Tutorial¶
Getting started¶
First, create a reck type like you would create a namedtuple type.
>>> from reck import recktype
>>> Person = recktype('Person', ['name', 'age'])
Next, create an instance of Person with values for name and age:
>>> p = Person(name='Eric', age=42)
>>> p # readable __repr__ with a name=value style
Person(name='Eric', age=42)
You can also pass field values as positional arguments in field order:
>>> p2 = Person('John', 44)
>>> p2
Person(name='John', age=44)
Fields are accessible by attribute lookup and by index:
>>> p.name
'Eric'
>>> p[0]
'Eric'
Field values are mutable:
>>> p.name = 'Idle'
>>> p.name
'Idle'
You can specify per-field default values when creating a reck type:
>>> Person = recktype('Person', [('name', None), ('age', None)])

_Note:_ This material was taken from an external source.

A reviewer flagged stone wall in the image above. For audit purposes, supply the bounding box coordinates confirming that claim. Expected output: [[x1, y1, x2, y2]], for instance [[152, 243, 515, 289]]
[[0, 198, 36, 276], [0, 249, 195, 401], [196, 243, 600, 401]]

>>> p = Person(name='Eric') # no value supplied for the 'age' field
>>> p # so 'age' has been set to its default value
Person(name='Eric', age=None)
Multiple field values can be changed using the _update() method:
>>> p._update(name='John', age=44)
>>> p
Person(name='John', age=44)
Field values can be iterated over:
>>> for value in p:
... print(value)
John
44
Records are very useful for assigning fieldnames to sequences of data returned by the csv module:
import csv
reader = csv.reader(open('employees.csv', newline=''))
fieldnames = next(reader) # Get the fieldnames from the first row of the file
Employee = recktype('Employee', fieldnames)
for row in reader:
emp = Employee(*row)
print(emp.name, emp.title)
Type creation¶
New reck types are created with the recktype() factory function:
>>> Point = recktype(typename='Point', fieldnames=['x', 'y'])
Setting fieldnames¶
Fieldnames can be specified with a sequence of strings or a single string of space and/or comma separated fieldnames. These examples are equivalent:
>>> Point = recktype('Point', ['x', 'y'])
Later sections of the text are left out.